Charles J. Precourt, vice president & general manager – space launch systems, ATK: Post-Space Shuttle, NASA has set the bar high for launchers to deliver ever-improving reliability and performance at increasingly more affordable costs. ATK is developing Liberty, which leverages previous development, a very strong international partnership with EADS and Astrium, prior investments and Kennedy Space Center infrastructure. We believe safety and reliability are a business proposition; we think we can double reliability with Liberty because it has minimal moving parts.
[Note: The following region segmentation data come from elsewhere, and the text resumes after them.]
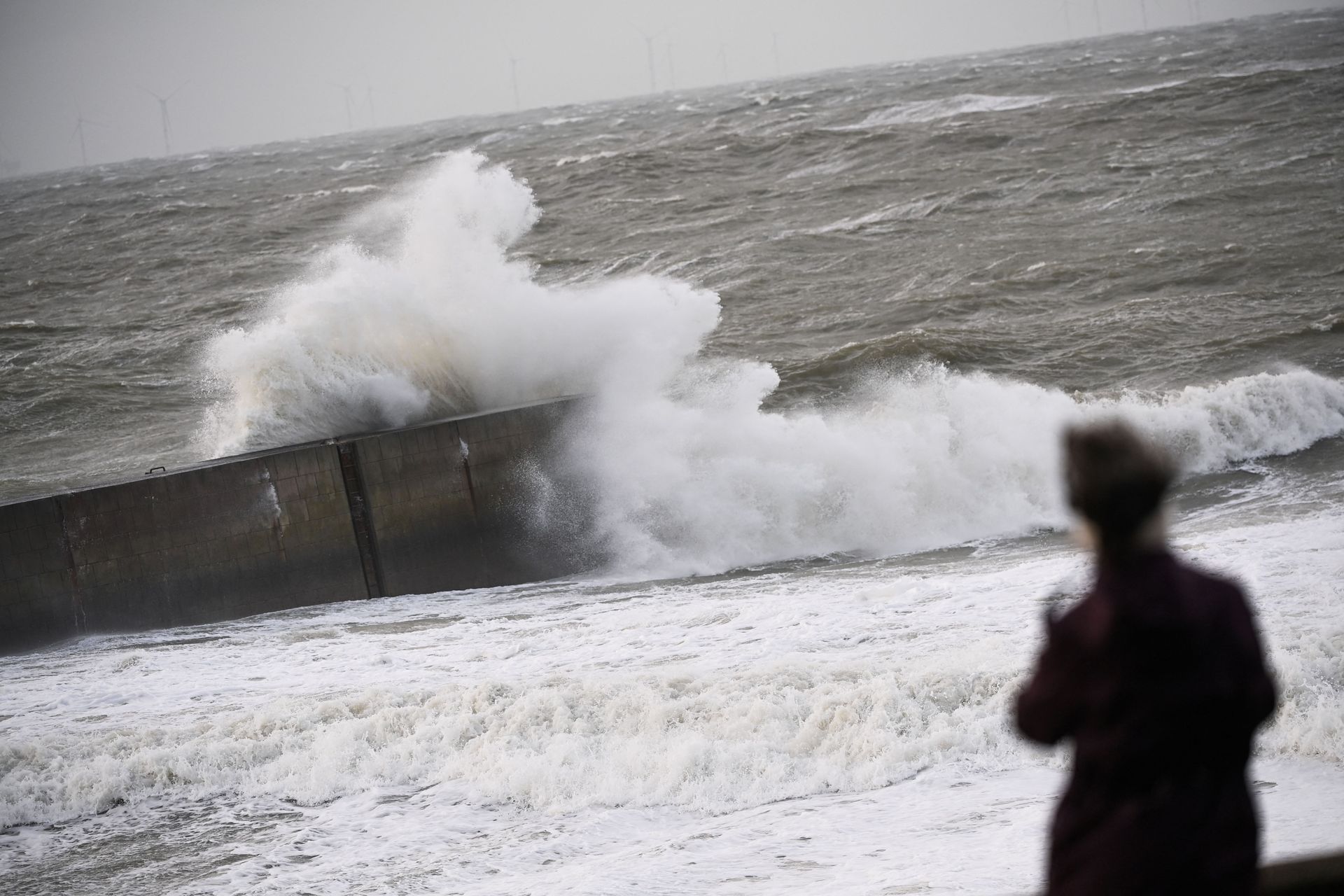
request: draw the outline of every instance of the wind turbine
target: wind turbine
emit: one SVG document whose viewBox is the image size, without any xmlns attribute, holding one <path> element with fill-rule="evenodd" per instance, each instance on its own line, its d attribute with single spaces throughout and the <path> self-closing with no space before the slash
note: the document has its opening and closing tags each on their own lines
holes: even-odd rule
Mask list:
<svg viewBox="0 0 1344 896">
<path fill-rule="evenodd" d="M 87 168 L 89 167 L 89 150 L 85 149 L 85 141 L 83 141 L 83 126 L 85 125 L 98 125 L 99 128 L 106 128 L 108 125 L 102 124 L 101 121 L 93 121 L 91 118 L 85 118 L 82 111 L 78 113 L 78 117 L 75 118 L 75 132 L 73 134 L 70 134 L 70 136 L 71 137 L 75 137 L 75 136 L 79 137 L 79 161 L 81 161 L 81 164 L 85 168 Z"/>
<path fill-rule="evenodd" d="M 141 90 L 144 90 L 146 94 L 149 94 L 151 97 L 153 97 L 155 99 L 159 101 L 159 117 L 160 117 L 160 120 L 163 120 L 163 125 L 164 125 L 164 156 L 171 156 L 172 154 L 172 141 L 169 140 L 169 137 L 172 134 L 172 125 L 168 122 L 168 101 L 172 99 L 173 97 L 176 97 L 179 93 L 181 93 L 181 89 L 185 87 L 190 83 L 191 83 L 191 81 L 181 82 L 181 85 L 179 85 L 179 87 L 177 87 L 177 90 L 173 90 L 167 97 L 160 97 L 159 94 L 156 94 L 149 87 L 141 87 Z"/>
</svg>

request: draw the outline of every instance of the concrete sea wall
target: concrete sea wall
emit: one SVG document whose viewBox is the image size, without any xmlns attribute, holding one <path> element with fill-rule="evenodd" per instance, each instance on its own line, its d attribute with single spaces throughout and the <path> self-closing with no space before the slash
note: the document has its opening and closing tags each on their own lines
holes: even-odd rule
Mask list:
<svg viewBox="0 0 1344 896">
<path fill-rule="evenodd" d="M 0 652 L 573 571 L 528 470 L 581 399 L 0 505 Z"/>
</svg>

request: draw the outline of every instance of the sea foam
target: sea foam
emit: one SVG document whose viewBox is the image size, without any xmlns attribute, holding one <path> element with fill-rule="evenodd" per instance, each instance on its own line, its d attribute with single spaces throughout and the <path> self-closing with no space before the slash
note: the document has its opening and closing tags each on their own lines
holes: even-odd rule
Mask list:
<svg viewBox="0 0 1344 896">
<path fill-rule="evenodd" d="M 375 204 L 374 238 L 211 345 L 227 392 L 215 451 L 590 394 L 552 467 L 593 498 L 591 551 L 655 578 L 1060 525 L 1058 435 L 1090 418 L 1134 420 L 1196 473 L 1344 431 L 1344 383 L 1309 371 L 1098 396 L 917 364 L 823 410 L 765 411 L 771 367 L 700 351 L 714 293 L 653 275 L 539 283 L 509 254 L 539 215 L 524 183 L 466 152 Z"/>
</svg>

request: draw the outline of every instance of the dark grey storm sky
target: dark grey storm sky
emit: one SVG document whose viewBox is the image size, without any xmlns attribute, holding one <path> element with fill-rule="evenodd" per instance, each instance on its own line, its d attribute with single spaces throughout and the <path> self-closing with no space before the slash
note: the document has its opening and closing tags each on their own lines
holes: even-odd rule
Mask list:
<svg viewBox="0 0 1344 896">
<path fill-rule="evenodd" d="M 1199 0 L 1204 20 L 1344 0 Z M 1067 9 L 1067 16 L 1066 16 Z M 0 0 L 24 171 L 1192 21 L 1195 0 Z M 778 50 L 775 50 L 778 48 Z M 778 63 L 777 63 L 778 60 Z M 149 91 L 149 93 L 146 93 Z M 370 105 L 372 99 L 372 107 Z"/>
</svg>

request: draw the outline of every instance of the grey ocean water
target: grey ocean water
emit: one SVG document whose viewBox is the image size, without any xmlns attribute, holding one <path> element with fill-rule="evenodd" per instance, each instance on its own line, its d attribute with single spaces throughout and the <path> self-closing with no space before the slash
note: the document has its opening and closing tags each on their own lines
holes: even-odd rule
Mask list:
<svg viewBox="0 0 1344 896">
<path fill-rule="evenodd" d="M 590 391 L 612 557 L 0 660 L 12 892 L 1028 889 L 1111 412 L 1344 846 L 1341 97 L 1332 12 L 0 181 L 0 498 Z"/>
</svg>

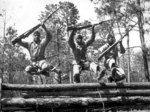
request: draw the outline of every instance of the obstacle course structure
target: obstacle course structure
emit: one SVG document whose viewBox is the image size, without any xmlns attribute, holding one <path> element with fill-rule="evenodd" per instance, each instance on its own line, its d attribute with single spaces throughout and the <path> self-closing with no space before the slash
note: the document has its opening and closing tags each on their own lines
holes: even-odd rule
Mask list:
<svg viewBox="0 0 150 112">
<path fill-rule="evenodd" d="M 1 84 L 3 91 L 20 91 L 21 97 L 1 98 L 2 110 L 107 108 L 150 104 L 150 83 Z M 3 96 L 3 95 L 2 95 Z"/>
</svg>

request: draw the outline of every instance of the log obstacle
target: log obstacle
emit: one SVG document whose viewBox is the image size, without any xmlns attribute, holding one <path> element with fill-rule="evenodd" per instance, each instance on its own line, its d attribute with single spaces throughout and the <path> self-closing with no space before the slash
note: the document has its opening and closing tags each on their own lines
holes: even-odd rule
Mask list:
<svg viewBox="0 0 150 112">
<path fill-rule="evenodd" d="M 150 104 L 150 83 L 1 84 L 2 91 L 19 91 L 21 97 L 1 98 L 2 110 L 107 108 Z"/>
</svg>

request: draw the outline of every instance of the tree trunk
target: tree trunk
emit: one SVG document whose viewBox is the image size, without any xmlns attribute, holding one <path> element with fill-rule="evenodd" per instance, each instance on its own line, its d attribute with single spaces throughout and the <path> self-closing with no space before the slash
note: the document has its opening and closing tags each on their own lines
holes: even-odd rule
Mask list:
<svg viewBox="0 0 150 112">
<path fill-rule="evenodd" d="M 137 16 L 138 16 L 138 25 L 139 25 L 140 39 L 141 39 L 141 45 L 142 45 L 142 53 L 143 53 L 142 56 L 143 56 L 143 61 L 144 61 L 144 73 L 145 73 L 146 79 L 150 82 L 148 62 L 147 62 L 147 49 L 146 49 L 145 39 L 144 39 L 143 13 L 142 13 L 141 6 L 140 6 L 140 0 L 137 0 L 137 4 L 138 4 Z"/>
<path fill-rule="evenodd" d="M 22 107 L 22 108 L 81 108 L 81 107 L 114 107 L 133 104 L 150 104 L 149 97 L 115 97 L 115 98 L 3 98 L 3 108 Z"/>
<path fill-rule="evenodd" d="M 71 91 L 71 90 L 101 90 L 101 89 L 150 89 L 150 83 L 79 83 L 79 84 L 2 84 L 2 90 L 19 90 L 19 91 Z"/>
<path fill-rule="evenodd" d="M 60 92 L 23 92 L 22 96 L 25 98 L 36 97 L 117 97 L 117 96 L 150 96 L 150 89 L 148 90 L 78 90 L 78 91 L 60 91 Z"/>
</svg>

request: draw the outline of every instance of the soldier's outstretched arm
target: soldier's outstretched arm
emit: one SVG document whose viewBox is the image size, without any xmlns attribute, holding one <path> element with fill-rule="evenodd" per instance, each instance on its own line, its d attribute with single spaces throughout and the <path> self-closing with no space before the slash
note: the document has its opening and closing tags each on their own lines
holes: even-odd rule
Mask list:
<svg viewBox="0 0 150 112">
<path fill-rule="evenodd" d="M 49 43 L 49 41 L 52 39 L 52 34 L 50 33 L 50 31 L 47 30 L 45 24 L 42 24 L 41 26 L 45 30 L 45 33 L 46 33 L 45 38 L 42 40 L 43 45 L 46 46 Z"/>
<path fill-rule="evenodd" d="M 88 47 L 95 41 L 95 31 L 94 31 L 95 25 L 92 26 L 92 35 L 91 38 L 86 42 L 86 46 Z"/>
<path fill-rule="evenodd" d="M 121 54 L 124 54 L 124 53 L 125 53 L 125 48 L 124 48 L 124 46 L 123 46 L 123 44 L 122 44 L 122 41 L 120 42 L 120 53 L 121 53 Z"/>
<path fill-rule="evenodd" d="M 76 29 L 74 28 L 69 36 L 69 39 L 68 39 L 68 44 L 69 46 L 74 49 L 75 48 L 75 43 L 74 43 L 74 36 L 76 34 Z"/>
</svg>

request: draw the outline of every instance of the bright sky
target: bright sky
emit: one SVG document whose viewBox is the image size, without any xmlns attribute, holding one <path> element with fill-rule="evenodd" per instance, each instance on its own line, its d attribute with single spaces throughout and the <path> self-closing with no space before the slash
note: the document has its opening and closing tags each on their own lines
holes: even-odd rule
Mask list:
<svg viewBox="0 0 150 112">
<path fill-rule="evenodd" d="M 58 3 L 59 1 L 60 0 L 0 0 L 0 13 L 2 13 L 2 9 L 6 10 L 6 27 L 14 25 L 14 27 L 18 30 L 18 34 L 22 34 L 29 28 L 32 28 L 39 23 L 39 15 L 41 14 L 41 11 L 45 10 L 46 4 Z M 66 0 L 61 1 L 63 2 Z M 90 0 L 68 1 L 77 6 L 80 15 L 80 21 L 89 20 L 92 23 L 97 23 L 94 5 Z M 3 23 L 3 17 L 1 16 L 0 23 Z M 2 36 L 3 25 L 0 26 L 0 32 L 0 35 Z M 135 32 L 132 32 L 131 36 L 130 45 L 140 45 L 139 35 Z M 150 43 L 150 41 L 146 40 L 146 43 Z M 126 44 L 126 39 L 124 39 L 124 44 Z"/>
<path fill-rule="evenodd" d="M 39 15 L 45 10 L 46 4 L 58 3 L 60 0 L 0 0 L 1 9 L 6 10 L 7 25 L 15 25 L 21 34 L 39 23 Z M 65 1 L 65 0 L 61 0 Z M 68 0 L 79 9 L 80 21 L 96 20 L 94 5 L 90 0 Z M 82 15 L 82 16 L 81 16 Z"/>
</svg>

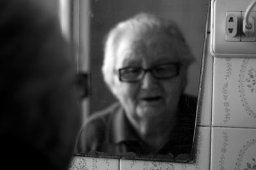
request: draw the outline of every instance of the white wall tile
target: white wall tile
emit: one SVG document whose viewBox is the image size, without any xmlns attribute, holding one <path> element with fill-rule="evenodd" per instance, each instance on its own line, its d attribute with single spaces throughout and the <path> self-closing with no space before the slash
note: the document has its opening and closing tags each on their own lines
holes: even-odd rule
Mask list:
<svg viewBox="0 0 256 170">
<path fill-rule="evenodd" d="M 211 121 L 212 104 L 212 57 L 211 56 L 209 48 L 209 37 L 207 39 L 205 53 L 202 80 L 201 82 L 201 96 L 200 96 L 198 106 L 196 125 L 210 126 Z"/>
<path fill-rule="evenodd" d="M 74 157 L 69 170 L 118 170 L 119 160 L 113 159 Z"/>
<path fill-rule="evenodd" d="M 256 169 L 256 129 L 213 127 L 211 169 Z"/>
<path fill-rule="evenodd" d="M 256 59 L 214 58 L 212 125 L 256 127 Z"/>
<path fill-rule="evenodd" d="M 205 170 L 210 166 L 210 127 L 196 128 L 196 146 L 195 162 L 179 164 L 155 161 L 120 160 L 120 170 Z"/>
</svg>

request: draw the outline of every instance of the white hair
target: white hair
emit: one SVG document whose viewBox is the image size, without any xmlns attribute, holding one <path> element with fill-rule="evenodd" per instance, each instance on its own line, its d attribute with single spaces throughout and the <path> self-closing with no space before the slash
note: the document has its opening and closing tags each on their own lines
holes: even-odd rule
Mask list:
<svg viewBox="0 0 256 170">
<path fill-rule="evenodd" d="M 104 60 L 102 67 L 104 80 L 113 92 L 114 71 L 116 57 L 117 45 L 122 36 L 127 31 L 142 36 L 147 33 L 163 32 L 173 41 L 177 57 L 187 69 L 188 66 L 195 60 L 190 49 L 177 25 L 172 20 L 164 20 L 148 13 L 140 13 L 124 22 L 118 23 L 107 34 L 104 41 Z"/>
</svg>

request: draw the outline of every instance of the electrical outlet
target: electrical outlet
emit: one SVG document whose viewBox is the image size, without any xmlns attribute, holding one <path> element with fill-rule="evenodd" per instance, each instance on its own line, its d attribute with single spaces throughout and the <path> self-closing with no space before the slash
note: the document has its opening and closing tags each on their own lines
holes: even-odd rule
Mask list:
<svg viewBox="0 0 256 170">
<path fill-rule="evenodd" d="M 226 41 L 241 41 L 241 19 L 240 11 L 226 13 Z"/>
<path fill-rule="evenodd" d="M 211 0 L 210 52 L 213 57 L 256 57 L 256 32 L 247 37 L 243 32 L 243 15 L 252 1 Z M 256 32 L 256 11 L 250 16 Z"/>
</svg>

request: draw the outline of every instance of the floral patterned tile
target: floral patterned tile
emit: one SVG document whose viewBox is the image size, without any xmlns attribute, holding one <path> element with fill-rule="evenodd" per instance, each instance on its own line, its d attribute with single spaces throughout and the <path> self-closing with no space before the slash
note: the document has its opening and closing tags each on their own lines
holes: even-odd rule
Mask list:
<svg viewBox="0 0 256 170">
<path fill-rule="evenodd" d="M 256 129 L 213 127 L 211 169 L 256 169 Z"/>
<path fill-rule="evenodd" d="M 122 160 L 120 170 L 205 170 L 210 167 L 210 127 L 196 128 L 195 162 L 193 164 Z"/>
<path fill-rule="evenodd" d="M 209 36 L 207 38 L 204 64 L 200 85 L 200 96 L 198 103 L 198 115 L 196 125 L 211 126 L 211 104 L 212 104 L 212 57 L 209 51 Z"/>
<path fill-rule="evenodd" d="M 68 170 L 118 170 L 119 160 L 113 159 L 74 157 Z"/>
<path fill-rule="evenodd" d="M 256 59 L 214 58 L 212 125 L 256 127 Z"/>
</svg>

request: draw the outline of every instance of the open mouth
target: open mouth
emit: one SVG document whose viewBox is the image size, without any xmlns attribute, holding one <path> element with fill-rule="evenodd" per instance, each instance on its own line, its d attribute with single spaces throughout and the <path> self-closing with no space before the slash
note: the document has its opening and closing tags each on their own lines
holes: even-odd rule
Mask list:
<svg viewBox="0 0 256 170">
<path fill-rule="evenodd" d="M 143 97 L 141 98 L 141 100 L 148 102 L 153 102 L 157 101 L 162 99 L 161 96 L 156 96 L 156 97 Z"/>
</svg>

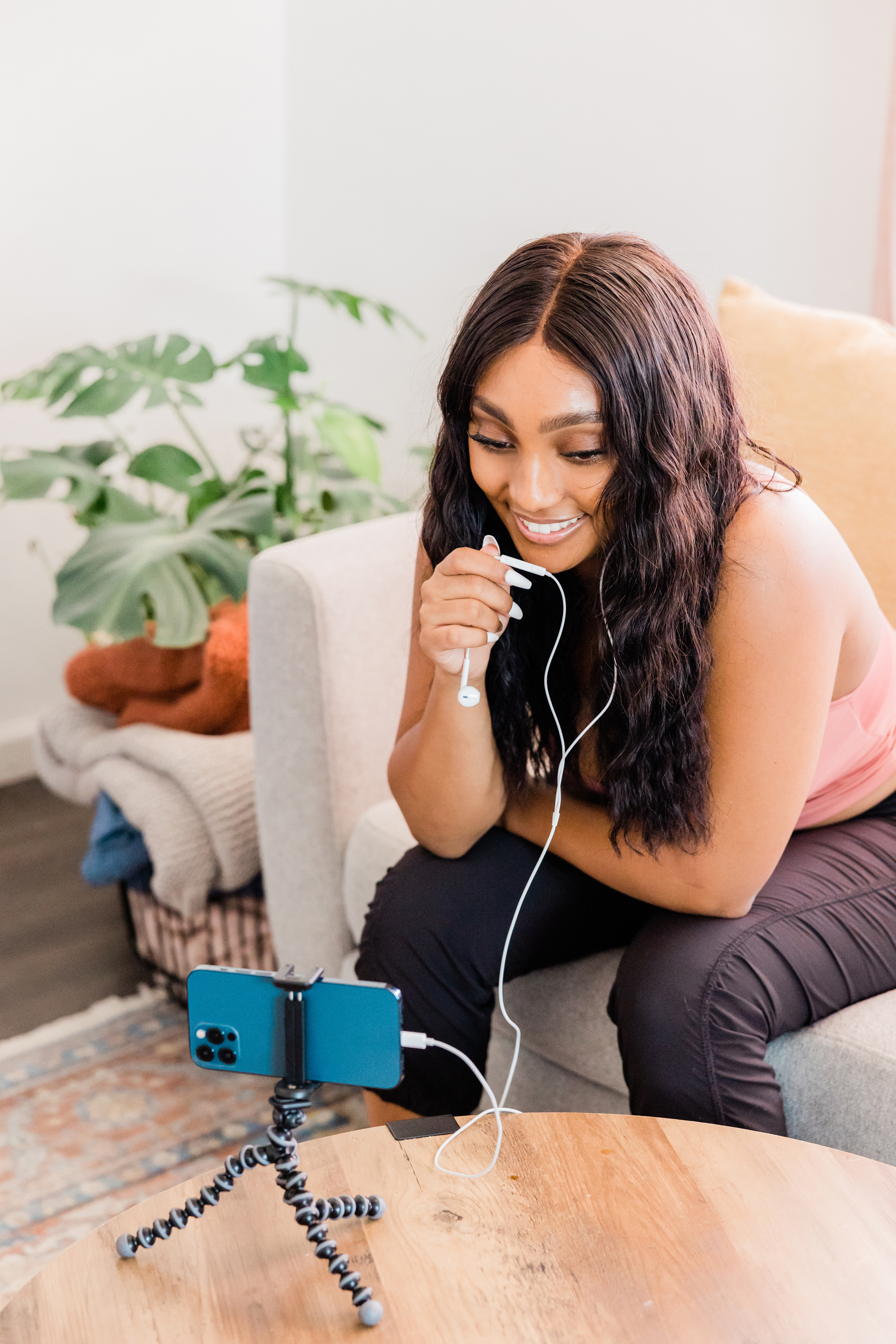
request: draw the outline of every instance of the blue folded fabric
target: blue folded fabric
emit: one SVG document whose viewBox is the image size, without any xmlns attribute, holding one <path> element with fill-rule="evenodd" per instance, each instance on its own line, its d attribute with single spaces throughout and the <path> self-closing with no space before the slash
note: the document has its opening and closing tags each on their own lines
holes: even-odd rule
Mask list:
<svg viewBox="0 0 896 1344">
<path fill-rule="evenodd" d="M 132 827 L 107 793 L 101 793 L 97 798 L 87 852 L 81 862 L 81 876 L 91 887 L 126 882 L 137 891 L 150 890 L 152 860 L 142 833 Z"/>
</svg>

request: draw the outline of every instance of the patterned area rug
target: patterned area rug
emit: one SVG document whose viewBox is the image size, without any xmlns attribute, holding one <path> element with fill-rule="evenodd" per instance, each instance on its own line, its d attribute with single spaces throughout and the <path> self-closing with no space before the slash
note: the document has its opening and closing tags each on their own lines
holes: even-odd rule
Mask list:
<svg viewBox="0 0 896 1344">
<path fill-rule="evenodd" d="M 114 1214 L 215 1167 L 270 1124 L 269 1078 L 196 1068 L 157 991 L 0 1042 L 0 1308 Z M 325 1086 L 302 1140 L 367 1125 Z"/>
</svg>

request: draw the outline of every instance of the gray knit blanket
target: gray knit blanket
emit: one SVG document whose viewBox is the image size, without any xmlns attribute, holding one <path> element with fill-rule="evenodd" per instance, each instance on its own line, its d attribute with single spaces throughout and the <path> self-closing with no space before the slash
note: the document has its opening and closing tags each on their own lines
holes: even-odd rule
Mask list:
<svg viewBox="0 0 896 1344">
<path fill-rule="evenodd" d="M 35 741 L 54 793 L 90 805 L 105 792 L 142 832 L 153 895 L 197 915 L 212 887 L 232 891 L 259 871 L 251 732 L 203 737 L 152 723 L 117 728 L 77 700 L 50 711 Z"/>
</svg>

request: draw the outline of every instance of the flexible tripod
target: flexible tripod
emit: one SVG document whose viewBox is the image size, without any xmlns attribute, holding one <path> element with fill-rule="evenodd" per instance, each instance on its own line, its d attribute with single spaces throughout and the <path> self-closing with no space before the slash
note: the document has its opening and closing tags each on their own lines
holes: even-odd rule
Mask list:
<svg viewBox="0 0 896 1344">
<path fill-rule="evenodd" d="M 167 1242 L 173 1231 L 183 1231 L 191 1218 L 201 1218 L 207 1208 L 214 1208 L 220 1196 L 234 1188 L 234 1181 L 253 1167 L 277 1169 L 277 1184 L 283 1191 L 283 1203 L 296 1210 L 296 1222 L 306 1228 L 309 1242 L 314 1245 L 314 1255 L 326 1261 L 330 1274 L 339 1274 L 339 1286 L 352 1294 L 352 1306 L 357 1308 L 361 1325 L 376 1325 L 383 1316 L 383 1306 L 373 1298 L 371 1288 L 361 1286 L 361 1275 L 349 1273 L 348 1255 L 340 1255 L 336 1242 L 329 1238 L 326 1219 L 369 1218 L 376 1220 L 386 1212 L 386 1200 L 379 1195 L 341 1195 L 334 1199 L 316 1199 L 305 1189 L 306 1172 L 298 1171 L 297 1148 L 293 1130 L 305 1124 L 305 1107 L 320 1083 L 305 1079 L 305 1007 L 302 991 L 310 989 L 324 974 L 322 969 L 310 976 L 297 976 L 293 966 L 283 966 L 274 977 L 274 984 L 287 991 L 283 1005 L 283 1025 L 286 1030 L 286 1066 L 289 1075 L 281 1078 L 269 1098 L 274 1110 L 274 1122 L 267 1128 L 269 1142 L 263 1145 L 246 1144 L 239 1154 L 224 1160 L 224 1169 L 218 1172 L 211 1185 L 203 1185 L 197 1199 L 185 1199 L 183 1208 L 172 1208 L 168 1218 L 154 1219 L 152 1227 L 141 1227 L 132 1236 L 129 1232 L 116 1242 L 116 1250 L 122 1259 L 132 1259 L 140 1247 L 150 1250 L 157 1241 Z M 301 1079 L 296 1082 L 293 1079 Z"/>
</svg>

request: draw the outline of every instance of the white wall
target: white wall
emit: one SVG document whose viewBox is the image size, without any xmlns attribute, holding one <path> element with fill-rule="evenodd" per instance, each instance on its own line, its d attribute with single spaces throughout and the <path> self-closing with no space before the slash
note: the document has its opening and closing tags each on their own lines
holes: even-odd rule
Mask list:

Julie Van Kleeck, vice president – space and launch systems, Aerojet: The industry has a lot of challenge and opportunity. Challenges include: budget, decreased demand, over-capacity, industrial base issues, new market entrants, lack of competitive U.S. products. Opportunities include: increasing importance of space, more interagency cooperation, technology advancement, new ideas and new players. The launch vehicle industry is built on reliability and heritage, so we look carefully at change. Still, new ideas and new products are healthy for the industry, as long as you are thoughtful in how you evolve.
This article is part of Space Watch: June 2012 (Volume: 11, Issue: 6).